A contentious temporary moratorium on development in floodways along a stretch of the Red Deer River has been approved by Mountain View County council.
Before being passed, council reduced the size of the area affected by new development rules based on the recently completed McDougal Flats Flood Hazard Study prepared for Alberta Environmental Sustainable Resource Development by Calgary-based Golder Associates.
County Coun. Al Kemmere said the initial moratorium area was based on the study area to be examined by consultants.
Once detailed reviews of the area’s topography, water flows and historical flooding data was pulled together for the draft study, the floodway (areas most at risk of flooding) were more clearly defined.

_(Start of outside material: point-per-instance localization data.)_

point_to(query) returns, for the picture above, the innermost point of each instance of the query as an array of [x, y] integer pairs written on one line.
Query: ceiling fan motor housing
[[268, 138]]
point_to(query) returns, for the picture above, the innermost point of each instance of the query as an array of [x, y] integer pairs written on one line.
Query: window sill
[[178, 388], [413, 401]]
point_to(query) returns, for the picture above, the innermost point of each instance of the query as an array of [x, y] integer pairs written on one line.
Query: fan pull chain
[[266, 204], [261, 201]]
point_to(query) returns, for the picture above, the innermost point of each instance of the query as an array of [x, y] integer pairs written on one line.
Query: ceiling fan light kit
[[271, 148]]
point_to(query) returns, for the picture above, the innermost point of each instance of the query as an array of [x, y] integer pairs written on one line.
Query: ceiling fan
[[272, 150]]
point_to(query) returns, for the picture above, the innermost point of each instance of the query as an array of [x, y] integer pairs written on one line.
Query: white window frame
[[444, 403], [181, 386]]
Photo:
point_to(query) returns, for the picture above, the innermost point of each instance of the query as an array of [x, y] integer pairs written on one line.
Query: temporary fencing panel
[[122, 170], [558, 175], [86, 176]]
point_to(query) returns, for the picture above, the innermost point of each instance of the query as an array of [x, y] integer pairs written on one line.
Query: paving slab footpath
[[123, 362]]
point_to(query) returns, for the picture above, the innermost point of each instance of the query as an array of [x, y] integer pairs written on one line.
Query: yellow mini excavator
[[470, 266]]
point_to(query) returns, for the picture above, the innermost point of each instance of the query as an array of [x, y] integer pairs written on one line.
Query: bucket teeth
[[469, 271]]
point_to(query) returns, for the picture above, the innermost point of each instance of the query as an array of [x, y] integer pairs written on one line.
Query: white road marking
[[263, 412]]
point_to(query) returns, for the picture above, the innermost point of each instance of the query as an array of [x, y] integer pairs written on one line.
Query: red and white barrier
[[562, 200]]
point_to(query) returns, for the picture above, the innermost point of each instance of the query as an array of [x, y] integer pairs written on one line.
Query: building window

“The moratorium is now based on numbers that we’ve got in an additional draft document to support,” he said. “We can substantiate our position better, I guess is the way to look at it.”
The changes mean an area that has seen significant residential development in the McDougal Flats area is no longer included in the floodway. Coyote Creek Golf and RV Resort, a small subdivision to the south and parts of Molmac subdivision remain in the floodway.
Much of the opposition council heard was from residents who felt their homes were not in an area that had flooded previously — and was not expected to flood in the future — and should not have been included in the original map.
An initial public hearing at council chambers on Oct. 9 went five hours and heard from two dozen people. The hearing was reconvened last Wednesday to gather more feedback.
The bylaw passed following that hearing puts on a moratorium on rezoning, subdivision and development approval in the area identified as a floodway. Developments under construction or where subdivision has already been approved can go ahead.
Restrictions are in place until Feb. 28, 2015. At that time, the province is expected to have approved an official flood map for the area. Around the same time, new regulations are expected from the province to back up Bill 27, legislation introduced to tighten up development rules after severe flooding in the 2013 summer.
Municipalities must then ensure their regulations comply with provincial rules.